The submission in her voice was painful to hear. It was a submission based on the fear of being rejected, of not being enough.

Julián finally seemed to remember me. He looked at me with a mocking smile.

"So you're the hired brain," he said. He reached into his pants pocket and pulled out a high-denomination bill. He extended it toward me. "Here. Buy yourself something decent to eat and stop wasting my girlfriend's time with academic nonsense". "She doesn't need grades, she needs to be rested for me".

I stared at the bill. Then I looked at Valeria. She had her eyes glued to the ground, cheeks burning with humiliation. Not for me, but for herself. She knew this was wrong, but she didn't have the strength to stop it.

I looked Julián in the eye.

"Keep it," I said with a calm voice. "It looks like you need to buy affection more than I need food".

The silence that followed was absolute.

Julián's smile vanished. He took a step toward me, trying to intimidate me with his height and status.

"What did you say, starving nobody?"

"I said the project is 40% of the grade," I replied, without backing up a millimeter. My stance was relaxed, but my muscles were ready. I knew how to fight. He knew how to pose. There was a big difference. "And Valeria is going to finish it. If you want her rested, maybe you should stop dragging her to boring dinners where she only serves as an ornament".

Julián turned red with rage. He clenched his fists, but something in my look made him hesitate. Maybe the memory of the rumors about what happened at the market, or maybe just the self-preservation instinct of someone who has never taken a real punch in his life.

He turned to Valeria, grabbing her arm roughly.

"Get in the car," he ordered. "Now".

Valeria looked at me for a second. Her eyes were glassy. There was shame there, a deep and corrosive shame.

"See you tomorrow, Lucas," she whispered.

She pulled free from Julián's grip, but only to obey and get in the car. She sat in the passenger seat, staring blankly ahead, turned back into a porcelain doll in a glass display case.

Julián gave me a final look of hate before getting into the driver's side and starting the engine with an unnecessary roar, burning rubber as he left.

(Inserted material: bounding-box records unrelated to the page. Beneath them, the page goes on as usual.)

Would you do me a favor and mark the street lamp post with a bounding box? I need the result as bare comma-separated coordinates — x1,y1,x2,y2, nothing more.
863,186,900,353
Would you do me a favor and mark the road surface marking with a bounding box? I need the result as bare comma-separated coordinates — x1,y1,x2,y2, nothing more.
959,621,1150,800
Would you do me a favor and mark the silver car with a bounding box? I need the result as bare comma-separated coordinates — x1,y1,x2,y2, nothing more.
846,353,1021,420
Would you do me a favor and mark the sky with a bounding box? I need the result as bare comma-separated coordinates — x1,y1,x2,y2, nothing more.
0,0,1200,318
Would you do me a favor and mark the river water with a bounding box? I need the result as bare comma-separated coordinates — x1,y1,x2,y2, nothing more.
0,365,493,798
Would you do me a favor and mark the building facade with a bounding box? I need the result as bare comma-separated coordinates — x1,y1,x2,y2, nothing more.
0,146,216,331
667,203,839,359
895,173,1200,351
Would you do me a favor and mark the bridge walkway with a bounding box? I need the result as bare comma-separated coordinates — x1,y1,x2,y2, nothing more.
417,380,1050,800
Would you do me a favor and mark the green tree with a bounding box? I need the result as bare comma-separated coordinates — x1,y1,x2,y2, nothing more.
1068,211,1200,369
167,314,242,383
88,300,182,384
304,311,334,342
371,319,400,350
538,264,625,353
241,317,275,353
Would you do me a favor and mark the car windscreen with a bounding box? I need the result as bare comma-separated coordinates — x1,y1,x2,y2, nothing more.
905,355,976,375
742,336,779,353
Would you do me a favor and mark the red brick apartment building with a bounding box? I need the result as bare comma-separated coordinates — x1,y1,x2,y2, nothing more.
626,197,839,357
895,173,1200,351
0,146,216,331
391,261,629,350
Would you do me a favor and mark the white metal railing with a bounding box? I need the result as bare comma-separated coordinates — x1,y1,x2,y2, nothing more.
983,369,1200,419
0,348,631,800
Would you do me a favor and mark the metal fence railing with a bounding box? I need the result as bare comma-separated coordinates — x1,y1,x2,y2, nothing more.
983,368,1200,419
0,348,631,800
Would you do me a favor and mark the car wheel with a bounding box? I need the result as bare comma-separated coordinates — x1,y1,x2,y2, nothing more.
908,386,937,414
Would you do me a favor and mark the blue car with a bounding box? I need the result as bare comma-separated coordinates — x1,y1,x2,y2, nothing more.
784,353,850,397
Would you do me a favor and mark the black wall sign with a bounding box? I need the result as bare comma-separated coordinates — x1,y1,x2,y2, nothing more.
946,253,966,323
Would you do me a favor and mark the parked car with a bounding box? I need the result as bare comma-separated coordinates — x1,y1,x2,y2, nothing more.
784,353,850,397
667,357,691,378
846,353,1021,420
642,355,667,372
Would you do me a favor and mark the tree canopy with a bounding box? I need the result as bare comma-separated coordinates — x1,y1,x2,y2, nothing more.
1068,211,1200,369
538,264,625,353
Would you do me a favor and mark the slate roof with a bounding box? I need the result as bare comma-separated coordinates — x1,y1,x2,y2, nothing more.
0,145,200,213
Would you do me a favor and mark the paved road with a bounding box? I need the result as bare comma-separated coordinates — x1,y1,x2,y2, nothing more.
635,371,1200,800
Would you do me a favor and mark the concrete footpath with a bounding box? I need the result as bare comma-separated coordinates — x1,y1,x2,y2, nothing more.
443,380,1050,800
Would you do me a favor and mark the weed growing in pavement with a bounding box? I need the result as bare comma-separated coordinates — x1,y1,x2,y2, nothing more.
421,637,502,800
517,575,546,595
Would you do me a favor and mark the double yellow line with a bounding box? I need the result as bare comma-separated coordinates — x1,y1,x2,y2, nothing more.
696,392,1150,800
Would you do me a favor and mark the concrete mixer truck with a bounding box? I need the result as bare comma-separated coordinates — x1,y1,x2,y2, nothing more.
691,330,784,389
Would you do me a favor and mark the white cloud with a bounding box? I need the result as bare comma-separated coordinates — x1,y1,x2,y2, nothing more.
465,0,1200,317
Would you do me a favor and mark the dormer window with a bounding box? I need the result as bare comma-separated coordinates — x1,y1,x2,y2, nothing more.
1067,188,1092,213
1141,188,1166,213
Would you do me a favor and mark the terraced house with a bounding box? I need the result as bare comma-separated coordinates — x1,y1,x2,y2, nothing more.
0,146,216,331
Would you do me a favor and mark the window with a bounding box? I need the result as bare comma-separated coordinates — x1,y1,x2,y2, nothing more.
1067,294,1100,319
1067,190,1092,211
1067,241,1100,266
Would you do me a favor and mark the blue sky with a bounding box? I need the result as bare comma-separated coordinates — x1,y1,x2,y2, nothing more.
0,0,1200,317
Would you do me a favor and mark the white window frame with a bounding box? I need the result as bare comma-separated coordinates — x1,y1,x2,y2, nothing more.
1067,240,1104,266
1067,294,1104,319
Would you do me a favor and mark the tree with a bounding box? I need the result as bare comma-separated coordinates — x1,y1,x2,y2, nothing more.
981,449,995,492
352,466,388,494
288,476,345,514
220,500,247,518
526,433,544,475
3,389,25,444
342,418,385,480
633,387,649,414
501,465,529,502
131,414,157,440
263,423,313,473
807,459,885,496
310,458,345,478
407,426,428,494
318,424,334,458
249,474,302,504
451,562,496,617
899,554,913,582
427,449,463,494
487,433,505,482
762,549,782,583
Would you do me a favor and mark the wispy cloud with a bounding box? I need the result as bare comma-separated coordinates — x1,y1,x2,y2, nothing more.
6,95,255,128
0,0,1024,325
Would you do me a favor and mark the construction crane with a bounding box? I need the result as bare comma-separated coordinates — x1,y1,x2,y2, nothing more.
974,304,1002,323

I was left alone in the parking lot, surrounded by the smell of burnt gasoline and expensive perfume.

I felt a wave of nausea.

Valeria Castillo was a bully. She was classist, cruel, and manipulative. But what I had just seen explained a lot of things. She attacked the world before the world could attack her. She treated others like trash because, in her private life, the person who was supposed to love her treated her like a defective accessory.

I didn't feel pity. Pity is for those who have no options. Valeria had options, but she had chosen the gilded cage because she was afraid of freedom.

However, as I walked to the bus stop, I couldn't get the image of her shrinking before Julián's criticism out of my head. She was a lost little girl. And for the first time, the project didn't matter just for the grade.

It mattered because, during those hours in the library or at the market, Valeria stopped being an ornament and became someone capable. Someone real.

Julián wanted her small. I, for some stupid reason I couldn't quite grasp, preferred her when she tried to be big, even if it was to try and crush me.